Jean-Marc Chemin, le secrétaire général de
l'Union des travailleurs guyanais (UTG), est clair : « Cet appel à
la grève a pour but de faire appliquer l'Accord de Guyane dans son
intégralité. » Pour le leader syndical, il n'y aura aucune
négociation. Pour montrer la détermination du syndicat, réuni en
comité national vendredi, les responsables de l'UTG ont voté la
grève générale pour demain, jour de la tenue du congrès des élus
(lire aussi en page 2). Ils ont appelé l'intégralité des
syndicats affiliés, adhérents et membres ainsi que la population
guyanaise à se mobiliser dès 8 heures devant la Collectivité
territoriale, à Cayenne.
« UNE PART IMPORTANTE DE NOS ÉLUS SONT
COMPLICES »
Pour respecter la réglementation et la
protection de tous les salariés syndiqués, le secrétaire général a
adressé le préavis de grève illimitée au préfet, l'informant que
tous les syndicats et les adhérents vont entrer en grève générale
de 24 heures reconductibles à partir de demain. « À ce jour, l'État
refuse d'aller au-delà du plan d'urgence d'un milliard d'euros,
indique Jean-Marc Chemin.
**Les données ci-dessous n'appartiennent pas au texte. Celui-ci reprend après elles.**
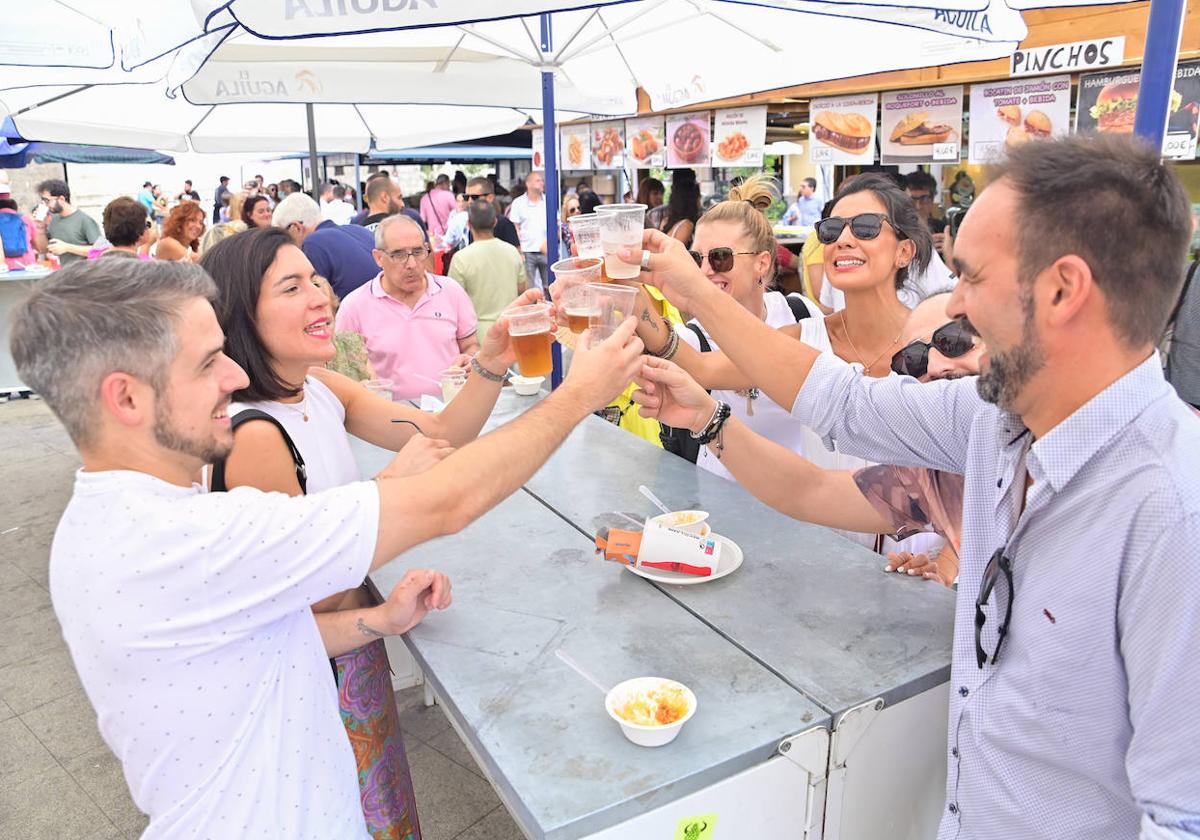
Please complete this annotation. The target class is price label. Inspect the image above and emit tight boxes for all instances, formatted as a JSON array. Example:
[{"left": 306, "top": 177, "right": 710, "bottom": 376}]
[
  {"left": 934, "top": 142, "right": 959, "bottom": 161},
  {"left": 1163, "top": 132, "right": 1196, "bottom": 161}
]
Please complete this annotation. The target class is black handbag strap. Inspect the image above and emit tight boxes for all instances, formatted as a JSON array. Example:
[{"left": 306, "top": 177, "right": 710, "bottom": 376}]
[{"left": 212, "top": 408, "right": 308, "bottom": 496}]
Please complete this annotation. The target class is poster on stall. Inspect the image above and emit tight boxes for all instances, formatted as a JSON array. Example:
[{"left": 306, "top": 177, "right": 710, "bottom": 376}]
[
  {"left": 713, "top": 106, "right": 767, "bottom": 167},
  {"left": 809, "top": 94, "right": 880, "bottom": 163},
  {"left": 880, "top": 85, "right": 962, "bottom": 163},
  {"left": 967, "top": 76, "right": 1070, "bottom": 163},
  {"left": 558, "top": 122, "right": 592, "bottom": 172},
  {"left": 532, "top": 128, "right": 546, "bottom": 169},
  {"left": 667, "top": 110, "right": 713, "bottom": 169},
  {"left": 1075, "top": 61, "right": 1200, "bottom": 161},
  {"left": 625, "top": 116, "right": 667, "bottom": 168},
  {"left": 592, "top": 120, "right": 625, "bottom": 169}
]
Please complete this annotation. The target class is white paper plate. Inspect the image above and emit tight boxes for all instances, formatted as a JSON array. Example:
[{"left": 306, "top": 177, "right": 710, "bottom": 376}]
[{"left": 625, "top": 532, "right": 743, "bottom": 587}]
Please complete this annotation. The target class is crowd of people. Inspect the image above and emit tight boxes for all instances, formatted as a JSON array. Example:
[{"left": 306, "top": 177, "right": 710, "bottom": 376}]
[{"left": 12, "top": 137, "right": 1200, "bottom": 840}]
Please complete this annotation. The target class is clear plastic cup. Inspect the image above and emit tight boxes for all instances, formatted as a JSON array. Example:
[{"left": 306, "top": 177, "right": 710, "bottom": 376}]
[
  {"left": 559, "top": 282, "right": 600, "bottom": 335},
  {"left": 596, "top": 204, "right": 646, "bottom": 280},
  {"left": 588, "top": 284, "right": 637, "bottom": 341},
  {"left": 566, "top": 212, "right": 604, "bottom": 257},
  {"left": 442, "top": 367, "right": 467, "bottom": 403},
  {"left": 550, "top": 256, "right": 604, "bottom": 290},
  {"left": 504, "top": 304, "right": 554, "bottom": 377}
]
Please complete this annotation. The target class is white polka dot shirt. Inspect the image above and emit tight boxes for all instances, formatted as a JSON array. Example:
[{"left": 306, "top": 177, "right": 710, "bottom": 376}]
[
  {"left": 793, "top": 354, "right": 1200, "bottom": 840},
  {"left": 50, "top": 470, "right": 379, "bottom": 840}
]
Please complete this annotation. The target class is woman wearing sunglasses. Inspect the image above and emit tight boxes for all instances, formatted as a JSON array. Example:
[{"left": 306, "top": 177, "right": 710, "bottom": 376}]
[
  {"left": 200, "top": 228, "right": 541, "bottom": 840},
  {"left": 638, "top": 174, "right": 932, "bottom": 553}
]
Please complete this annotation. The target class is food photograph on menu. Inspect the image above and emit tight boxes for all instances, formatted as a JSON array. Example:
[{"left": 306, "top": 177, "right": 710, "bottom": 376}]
[{"left": 809, "top": 94, "right": 878, "bottom": 163}]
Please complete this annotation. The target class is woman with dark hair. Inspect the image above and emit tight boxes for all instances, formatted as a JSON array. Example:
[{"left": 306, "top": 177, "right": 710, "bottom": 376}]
[
  {"left": 200, "top": 228, "right": 541, "bottom": 840},
  {"left": 241, "top": 194, "right": 271, "bottom": 230},
  {"left": 659, "top": 169, "right": 700, "bottom": 245},
  {"left": 155, "top": 202, "right": 204, "bottom": 262},
  {"left": 638, "top": 173, "right": 934, "bottom": 553}
]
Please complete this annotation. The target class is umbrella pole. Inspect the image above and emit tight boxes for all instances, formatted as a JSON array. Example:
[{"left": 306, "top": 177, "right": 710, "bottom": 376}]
[
  {"left": 541, "top": 14, "right": 563, "bottom": 388},
  {"left": 304, "top": 102, "right": 320, "bottom": 203},
  {"left": 1134, "top": 0, "right": 1187, "bottom": 149}
]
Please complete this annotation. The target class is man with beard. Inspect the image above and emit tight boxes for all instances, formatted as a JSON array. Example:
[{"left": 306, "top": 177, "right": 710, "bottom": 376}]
[
  {"left": 12, "top": 260, "right": 642, "bottom": 840},
  {"left": 623, "top": 136, "right": 1200, "bottom": 840}
]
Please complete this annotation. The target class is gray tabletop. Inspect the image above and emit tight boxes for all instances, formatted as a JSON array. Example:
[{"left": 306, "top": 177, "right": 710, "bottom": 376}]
[
  {"left": 355, "top": 475, "right": 829, "bottom": 840},
  {"left": 527, "top": 418, "right": 954, "bottom": 713}
]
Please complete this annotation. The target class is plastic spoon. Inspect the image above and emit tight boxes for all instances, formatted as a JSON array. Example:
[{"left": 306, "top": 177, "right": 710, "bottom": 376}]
[
  {"left": 637, "top": 484, "right": 674, "bottom": 514},
  {"left": 554, "top": 648, "right": 608, "bottom": 697}
]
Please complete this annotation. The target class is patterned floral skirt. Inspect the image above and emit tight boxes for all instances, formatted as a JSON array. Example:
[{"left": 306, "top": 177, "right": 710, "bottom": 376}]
[{"left": 334, "top": 638, "right": 421, "bottom": 840}]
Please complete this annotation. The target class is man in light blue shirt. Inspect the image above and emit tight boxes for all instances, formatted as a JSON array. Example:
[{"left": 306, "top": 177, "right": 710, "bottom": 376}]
[
  {"left": 640, "top": 136, "right": 1200, "bottom": 840},
  {"left": 779, "top": 178, "right": 823, "bottom": 228}
]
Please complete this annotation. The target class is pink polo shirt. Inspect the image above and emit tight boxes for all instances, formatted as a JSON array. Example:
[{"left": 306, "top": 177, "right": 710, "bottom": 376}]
[{"left": 337, "top": 274, "right": 475, "bottom": 400}]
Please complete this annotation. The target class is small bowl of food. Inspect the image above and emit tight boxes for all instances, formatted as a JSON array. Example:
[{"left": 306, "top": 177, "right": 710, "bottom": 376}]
[
  {"left": 604, "top": 677, "right": 696, "bottom": 746},
  {"left": 654, "top": 510, "right": 712, "bottom": 536},
  {"left": 509, "top": 376, "right": 546, "bottom": 397}
]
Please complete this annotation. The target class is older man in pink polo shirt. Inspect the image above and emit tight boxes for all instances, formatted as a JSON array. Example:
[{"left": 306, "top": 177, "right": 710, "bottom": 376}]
[{"left": 337, "top": 215, "right": 479, "bottom": 400}]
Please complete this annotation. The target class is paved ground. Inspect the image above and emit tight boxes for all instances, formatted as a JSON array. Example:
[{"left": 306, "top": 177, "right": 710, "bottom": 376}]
[{"left": 0, "top": 400, "right": 522, "bottom": 840}]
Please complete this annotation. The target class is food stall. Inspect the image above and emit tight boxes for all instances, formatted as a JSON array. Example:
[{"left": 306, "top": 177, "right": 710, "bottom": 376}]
[{"left": 355, "top": 394, "right": 954, "bottom": 840}]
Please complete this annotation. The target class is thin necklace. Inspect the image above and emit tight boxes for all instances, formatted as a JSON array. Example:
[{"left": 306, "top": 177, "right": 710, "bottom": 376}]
[
  {"left": 838, "top": 310, "right": 904, "bottom": 376},
  {"left": 280, "top": 389, "right": 308, "bottom": 422}
]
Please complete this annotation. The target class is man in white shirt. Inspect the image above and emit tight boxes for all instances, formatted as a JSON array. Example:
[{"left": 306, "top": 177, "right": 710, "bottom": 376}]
[
  {"left": 320, "top": 184, "right": 358, "bottom": 224},
  {"left": 509, "top": 172, "right": 548, "bottom": 289},
  {"left": 12, "top": 260, "right": 642, "bottom": 840}
]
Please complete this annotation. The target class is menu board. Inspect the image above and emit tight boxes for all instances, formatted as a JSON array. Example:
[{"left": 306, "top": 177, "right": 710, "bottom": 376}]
[
  {"left": 667, "top": 110, "right": 713, "bottom": 169},
  {"left": 713, "top": 106, "right": 767, "bottom": 167},
  {"left": 558, "top": 124, "right": 592, "bottom": 172},
  {"left": 809, "top": 94, "right": 880, "bottom": 163},
  {"left": 592, "top": 120, "right": 625, "bottom": 169},
  {"left": 967, "top": 76, "right": 1070, "bottom": 163},
  {"left": 625, "top": 116, "right": 667, "bottom": 168},
  {"left": 880, "top": 85, "right": 962, "bottom": 163},
  {"left": 530, "top": 128, "right": 546, "bottom": 169},
  {"left": 1075, "top": 61, "right": 1200, "bottom": 161}
]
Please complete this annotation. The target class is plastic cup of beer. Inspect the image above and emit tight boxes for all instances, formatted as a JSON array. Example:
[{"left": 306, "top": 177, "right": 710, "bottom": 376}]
[
  {"left": 596, "top": 204, "right": 646, "bottom": 280},
  {"left": 550, "top": 256, "right": 604, "bottom": 289},
  {"left": 588, "top": 284, "right": 637, "bottom": 342},
  {"left": 566, "top": 212, "right": 604, "bottom": 257},
  {"left": 560, "top": 284, "right": 600, "bottom": 335},
  {"left": 504, "top": 304, "right": 554, "bottom": 377}
]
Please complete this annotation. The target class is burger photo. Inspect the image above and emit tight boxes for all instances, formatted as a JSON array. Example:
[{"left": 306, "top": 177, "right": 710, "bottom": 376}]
[{"left": 812, "top": 110, "right": 875, "bottom": 155}]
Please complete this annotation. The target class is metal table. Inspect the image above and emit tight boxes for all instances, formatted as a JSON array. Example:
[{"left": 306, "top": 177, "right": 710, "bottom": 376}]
[{"left": 356, "top": 397, "right": 954, "bottom": 840}]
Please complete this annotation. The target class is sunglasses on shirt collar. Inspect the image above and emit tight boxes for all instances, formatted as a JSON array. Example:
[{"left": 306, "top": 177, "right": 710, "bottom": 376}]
[
  {"left": 892, "top": 320, "right": 974, "bottom": 379},
  {"left": 816, "top": 212, "right": 908, "bottom": 245}
]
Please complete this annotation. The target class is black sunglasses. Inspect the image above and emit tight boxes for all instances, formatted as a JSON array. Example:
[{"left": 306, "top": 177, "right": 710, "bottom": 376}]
[
  {"left": 976, "top": 546, "right": 1014, "bottom": 668},
  {"left": 892, "top": 320, "right": 974, "bottom": 379},
  {"left": 688, "top": 248, "right": 758, "bottom": 274},
  {"left": 816, "top": 212, "right": 908, "bottom": 245}
]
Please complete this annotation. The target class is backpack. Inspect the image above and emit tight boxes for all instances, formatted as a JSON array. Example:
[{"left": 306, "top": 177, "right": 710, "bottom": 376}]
[
  {"left": 0, "top": 212, "right": 29, "bottom": 257},
  {"left": 659, "top": 294, "right": 811, "bottom": 463}
]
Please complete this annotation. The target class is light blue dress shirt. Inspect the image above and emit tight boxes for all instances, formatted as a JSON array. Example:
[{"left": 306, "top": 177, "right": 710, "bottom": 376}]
[{"left": 792, "top": 353, "right": 1200, "bottom": 840}]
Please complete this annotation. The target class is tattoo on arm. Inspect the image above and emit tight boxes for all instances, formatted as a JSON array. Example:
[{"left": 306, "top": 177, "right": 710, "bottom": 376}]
[{"left": 358, "top": 618, "right": 388, "bottom": 638}]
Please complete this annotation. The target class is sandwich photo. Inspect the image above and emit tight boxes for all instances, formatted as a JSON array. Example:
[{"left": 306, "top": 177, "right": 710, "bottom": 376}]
[
  {"left": 812, "top": 110, "right": 875, "bottom": 155},
  {"left": 888, "top": 110, "right": 954, "bottom": 146},
  {"left": 996, "top": 106, "right": 1021, "bottom": 126},
  {"left": 1022, "top": 110, "right": 1051, "bottom": 140}
]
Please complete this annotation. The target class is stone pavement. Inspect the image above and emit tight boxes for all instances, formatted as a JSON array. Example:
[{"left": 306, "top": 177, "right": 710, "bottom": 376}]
[{"left": 0, "top": 400, "right": 522, "bottom": 840}]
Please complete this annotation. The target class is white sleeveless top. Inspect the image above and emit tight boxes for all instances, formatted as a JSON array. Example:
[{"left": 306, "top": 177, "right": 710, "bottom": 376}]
[
  {"left": 229, "top": 377, "right": 362, "bottom": 493},
  {"left": 793, "top": 318, "right": 946, "bottom": 554}
]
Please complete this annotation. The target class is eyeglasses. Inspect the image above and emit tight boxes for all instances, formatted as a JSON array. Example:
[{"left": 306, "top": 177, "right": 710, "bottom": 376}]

Le désenclavement, l'éducation et la
santé restent toujours au bord de la route. La rétrocession du
foncier n'a toujours pas démarré. Concernant l'évolution
statutaire, une part importante de nos élus sont complices de
l'État français et refuse de respecter l'Accord de Guyane qui
prévoit une consultation populaire pour changer le statut de la
Guyane. »
Pour le leader syndical, le congrès des
élus a deux solutions : « Décider de laisser la Guyane à terre avec
l'article 73 ou permettre à la Guyane...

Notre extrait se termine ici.